FORTY-ONE

Patty saw Stallings and Mazzetti jump in their cars and race north on the New Kings Road but she couldn’t, in good conscience, leave a single patrolman to handle all the fights erupting inside the McDonald’s. She drew her expandable baton from her pocket and popped it open, catching the attention of all kids closest to her. They took one look at the extended metal pipe and the woman wielding it and scattered.

The uniformed cop worked his way across the room to Patty and the kids slowly calmed down. The patrolman used a good, military voice to shout, “This restaurant is closed. Anyone I put my hands on after the count of thirty goes to jail.”

Patty liked this guy and the way he got things done. The kids scurried like cockroaches when he shouted.

Patty chuckled with the patrolman, who had to listen to the McDonald’s manager complain about losing all of his business for the night. The heavyset manager said, “I pay JSO to send an extra deputy here every Wednesday and Saturday night to keep things calm so I can make money, not to chase away all my customers.”

The patrolman had taken it because this was a special situation. Most sheriff’s offices offered a contract position whereby restaurants and other businesses could hire a deputy off-duty. It was more expensive than a regular rent-a-cop but much more effective because the deputy had a gun, was trained to use it, and could make arrests.

The uniformed patrolman looked at the manager and said, “Some of your customers are hanging around, getting tire irons and knives to make the fights more interesting. You want me to call them back in?”

The manager turned around and started shouting at the staff instead.

Patty hustled out to her Freestyle and headed north, picking up the radio. “Where are you guys?”

Stallings came on the radio and said, “The son of a bitch has led us all over Jacksonville and now we’re coming south on U.S. one back by you. He’s calmed way down and I don’t think he realizes we’re still after him.

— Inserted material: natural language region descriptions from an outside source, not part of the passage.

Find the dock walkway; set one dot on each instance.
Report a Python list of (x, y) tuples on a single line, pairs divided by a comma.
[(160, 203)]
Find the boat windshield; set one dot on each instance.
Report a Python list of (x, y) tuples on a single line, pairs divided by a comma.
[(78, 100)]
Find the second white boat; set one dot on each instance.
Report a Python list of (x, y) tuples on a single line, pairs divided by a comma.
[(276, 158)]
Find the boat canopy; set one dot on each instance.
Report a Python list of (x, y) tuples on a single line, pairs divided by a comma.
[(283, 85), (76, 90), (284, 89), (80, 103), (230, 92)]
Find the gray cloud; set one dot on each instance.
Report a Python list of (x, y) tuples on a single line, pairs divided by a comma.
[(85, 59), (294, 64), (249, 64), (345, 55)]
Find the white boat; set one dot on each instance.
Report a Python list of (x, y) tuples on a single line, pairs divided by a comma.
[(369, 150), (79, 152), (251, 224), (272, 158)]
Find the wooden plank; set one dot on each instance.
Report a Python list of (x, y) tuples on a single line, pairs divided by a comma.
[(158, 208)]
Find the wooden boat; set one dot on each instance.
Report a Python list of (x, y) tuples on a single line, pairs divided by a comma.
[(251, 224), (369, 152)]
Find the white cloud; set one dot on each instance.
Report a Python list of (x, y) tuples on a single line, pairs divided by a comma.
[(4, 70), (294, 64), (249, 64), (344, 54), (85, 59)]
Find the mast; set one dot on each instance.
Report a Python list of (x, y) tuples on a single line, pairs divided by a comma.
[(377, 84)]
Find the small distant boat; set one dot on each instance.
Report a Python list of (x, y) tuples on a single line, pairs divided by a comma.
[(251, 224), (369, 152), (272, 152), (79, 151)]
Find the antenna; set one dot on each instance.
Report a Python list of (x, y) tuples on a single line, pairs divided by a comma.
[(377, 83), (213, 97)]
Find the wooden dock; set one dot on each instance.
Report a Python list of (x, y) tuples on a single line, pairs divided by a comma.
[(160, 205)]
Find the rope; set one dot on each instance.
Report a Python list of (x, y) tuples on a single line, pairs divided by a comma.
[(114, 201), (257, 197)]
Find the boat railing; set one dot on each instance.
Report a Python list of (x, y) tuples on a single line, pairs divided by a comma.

Tony stays one street east and I stay one street west, and somehow we’ve kept him roughly in sight.”

Within five minutes Patty had pulled behind the motorcycle. Daniel Byrd had not seen any of their vehicles at the McDonald’s and had no reason to think the mundane family SUV was a police vehicle. When he took a ramp onto I-95 southbound, Patty let Stallings take over and follow him onto the interstate. She hit the gas and raced along the surface streets to keep pace with the motorcycle. Most people on the streets had no concept of all the surveillances that went on with unmarked police cars. Patty’s father always said he could pick out the unmarked police cars, but he meant the ones that looked like police cars. The Ford Crown Victorias or Dodge Chargers. He had no idea about all the other cars that were thrown into a modern police department’s fleet, specifically for these types of operations. To the average person on the street she looked like a frantic housewife rushing home at 11:30 at night.

Stallings came on the radio and said, “He’s getting off the interstate and we’re close to his apartment. I bet that’s where he’s headed.”

Patty had the address on an information sheet and knew the area well. Mazzetti came on the radio, “I’m on my way over there now.”

By the time Patty pulled past the apartment building, Byrd was walking in the front door and the motorcycle was parked on the sidewalk a few feet away. Stallings had called it right.

You couldn’t buy that kind of experience.


John Stallings didn’t use the radio. Instead he pulled alongside Tony Mazzetti’s Crown Vic a block away from the apartment building. They had things to discuss that didn’t need to be put out over the radio no matter how rarely the frequency was monitored.

Stallings rolled down his window so they were almost face-to-face, saying, “You think we need help on this?”

Mazzetti shook his head. “Fuck no.”

“Sounds like the SWAT thing is resolved and there’ll be a lot of cops on the street.”

“And what do we say? We really need to talk to this guy? Or maybe we have the SWAT team hit his apartment for stealing a motorcycle.”

“Then the question is: do you want to wait or go in?”

Mazzetti said, “We gotta wait. He could barricade himself inside and then we would really need to call the SWAT team. If Patty stays where she is and we stay on this end we can cover that front door easy. That’s the only way in or out of the building and the way he parked the bike means he’s not staying too long.”

Stallings nodded and pulled his car to the other side of the street. He settled in to watch the motorcycle. He glanced at his watch; nearly midnight and he was exhausted.

This could be the big break in the case. He couldn’t think of another reason why this guy would run from them so hard. They had to get him in custody and interviewed as quickly as possible. There was no way Stallings was leaving this neighborhood without Daniel Byrd.